Before We Begin :)
Detecting sarcasm is more than just spotting ironic statements. It involves understanding tone, context, and sometimes even cultural nuances. Sarcasm can be difficult for machines to detect in social media posts, news headlines, or everyday conversations because it contradicts the literal meaning of words. Yet, modern NLP techniques can pick up on these subtleties better than ever with the right approach and data preprocessing.
Below, you’ll find a detailed, step-by-step guide on how to build your sarcasm detection model using LSTM (Long Short-Term Memory) networks and GloVe embeddings. From data cleaning and preprocessing to model deployment in a Streamlit application, this post covers every element you need to create a robust sarcasm detection system.
Table of Contents
- Introduction
- Tools and Environment Setup
- Importing Libraries
- Loading and Inspecting Data
- Data Cleaning
- Removing Special Characters
- Additional Noise Removal (URLs, HTML, Non-ASCII, Punctuation)

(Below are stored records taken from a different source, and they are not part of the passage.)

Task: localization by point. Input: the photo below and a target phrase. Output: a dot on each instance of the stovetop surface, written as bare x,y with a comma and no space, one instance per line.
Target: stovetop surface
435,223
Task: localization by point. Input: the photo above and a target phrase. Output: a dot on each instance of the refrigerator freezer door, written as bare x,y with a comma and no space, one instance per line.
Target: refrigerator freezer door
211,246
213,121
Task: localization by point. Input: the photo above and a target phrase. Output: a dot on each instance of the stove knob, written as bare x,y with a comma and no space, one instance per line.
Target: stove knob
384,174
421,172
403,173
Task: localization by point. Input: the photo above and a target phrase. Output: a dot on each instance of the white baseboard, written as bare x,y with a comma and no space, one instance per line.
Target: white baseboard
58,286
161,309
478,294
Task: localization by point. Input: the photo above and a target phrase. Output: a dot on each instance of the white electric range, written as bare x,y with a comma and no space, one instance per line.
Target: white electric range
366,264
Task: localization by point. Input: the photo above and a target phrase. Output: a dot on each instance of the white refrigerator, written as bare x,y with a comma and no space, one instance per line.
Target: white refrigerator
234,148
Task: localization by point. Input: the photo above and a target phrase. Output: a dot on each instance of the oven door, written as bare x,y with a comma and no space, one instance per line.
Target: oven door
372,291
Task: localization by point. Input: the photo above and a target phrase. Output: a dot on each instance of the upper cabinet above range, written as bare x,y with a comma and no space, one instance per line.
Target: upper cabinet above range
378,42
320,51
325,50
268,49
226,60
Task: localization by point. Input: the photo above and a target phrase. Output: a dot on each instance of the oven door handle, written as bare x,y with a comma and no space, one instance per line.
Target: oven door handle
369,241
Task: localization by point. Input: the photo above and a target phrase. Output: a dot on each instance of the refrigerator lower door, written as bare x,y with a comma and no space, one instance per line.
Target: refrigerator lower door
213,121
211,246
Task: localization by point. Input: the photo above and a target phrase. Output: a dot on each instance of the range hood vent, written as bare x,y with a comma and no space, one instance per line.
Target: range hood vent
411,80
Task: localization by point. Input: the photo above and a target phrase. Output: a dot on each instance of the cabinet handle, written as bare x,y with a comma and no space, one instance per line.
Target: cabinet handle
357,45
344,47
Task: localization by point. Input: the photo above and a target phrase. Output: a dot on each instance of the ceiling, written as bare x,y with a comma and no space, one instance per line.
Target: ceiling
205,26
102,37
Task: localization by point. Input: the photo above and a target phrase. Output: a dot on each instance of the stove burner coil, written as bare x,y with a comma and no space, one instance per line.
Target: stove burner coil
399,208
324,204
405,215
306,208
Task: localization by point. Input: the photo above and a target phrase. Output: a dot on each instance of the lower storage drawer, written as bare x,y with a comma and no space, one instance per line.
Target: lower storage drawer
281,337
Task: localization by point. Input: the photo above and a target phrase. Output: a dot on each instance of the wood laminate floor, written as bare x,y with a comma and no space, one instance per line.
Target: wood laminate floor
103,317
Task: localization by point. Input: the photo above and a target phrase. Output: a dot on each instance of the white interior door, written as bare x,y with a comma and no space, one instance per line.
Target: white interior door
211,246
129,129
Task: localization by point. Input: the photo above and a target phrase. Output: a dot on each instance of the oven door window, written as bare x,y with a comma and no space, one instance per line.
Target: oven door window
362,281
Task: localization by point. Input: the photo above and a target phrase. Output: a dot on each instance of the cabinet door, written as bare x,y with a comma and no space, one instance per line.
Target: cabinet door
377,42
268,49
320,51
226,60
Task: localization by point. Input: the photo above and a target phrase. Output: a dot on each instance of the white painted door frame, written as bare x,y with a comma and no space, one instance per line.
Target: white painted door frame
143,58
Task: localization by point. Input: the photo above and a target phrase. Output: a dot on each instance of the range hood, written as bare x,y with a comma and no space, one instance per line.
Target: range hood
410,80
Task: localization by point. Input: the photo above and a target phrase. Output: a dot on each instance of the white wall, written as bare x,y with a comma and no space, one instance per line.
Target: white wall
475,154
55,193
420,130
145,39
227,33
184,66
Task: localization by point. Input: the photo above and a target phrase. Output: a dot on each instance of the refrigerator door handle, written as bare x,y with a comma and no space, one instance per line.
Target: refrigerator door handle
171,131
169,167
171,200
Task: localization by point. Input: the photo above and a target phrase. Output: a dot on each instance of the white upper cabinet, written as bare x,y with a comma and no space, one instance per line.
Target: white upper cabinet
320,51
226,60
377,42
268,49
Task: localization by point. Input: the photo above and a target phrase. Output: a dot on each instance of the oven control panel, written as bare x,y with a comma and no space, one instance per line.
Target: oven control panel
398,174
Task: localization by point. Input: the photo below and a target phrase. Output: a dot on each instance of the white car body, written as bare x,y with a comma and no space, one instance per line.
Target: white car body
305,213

- Handling Slang, Acronyms, and Common Abbreviations
- Stopword Removal and Lemmatization
- Using GloVe Embeddings
- Creating the Embedding Matrix
- Creating Feature Vectors
- Building the LSTM Model
- Preparing Data for the LSTM Model
- Defining the LSTM Architecture
- Training the Model
- Saving the Model and Tokenizer
- Deployment with Streamlit
- Putting It All Together
- Conclusion
- Next Steps
1. Introduction
Sarcasm detection is a fascinating natural language processing (NLP) challenge. Sarcastic statements often convey the opposite of their literal meaning, making them tricky for machines to identify. For instance, the sentence “I love getting stuck in traffic for hours” may say you enjoy traffic, but in reality, you mean the opposite. Automated sarcasm detection requires models that can glean subtle contextual cues. In this post, we’ll train an LSTM model on a sarcasm headlines dataset and deploy it using Streamlit to create a friendly, interactive web interface.
This step-by-step guide will show you how to:
- Load and analyze a sarcasm dataset.
- Clean and preprocess the text data (removing special characters, URLs, punctuation, etc.).
- Use GloVe embeddings (a widely used word embedding technique) to represent our text.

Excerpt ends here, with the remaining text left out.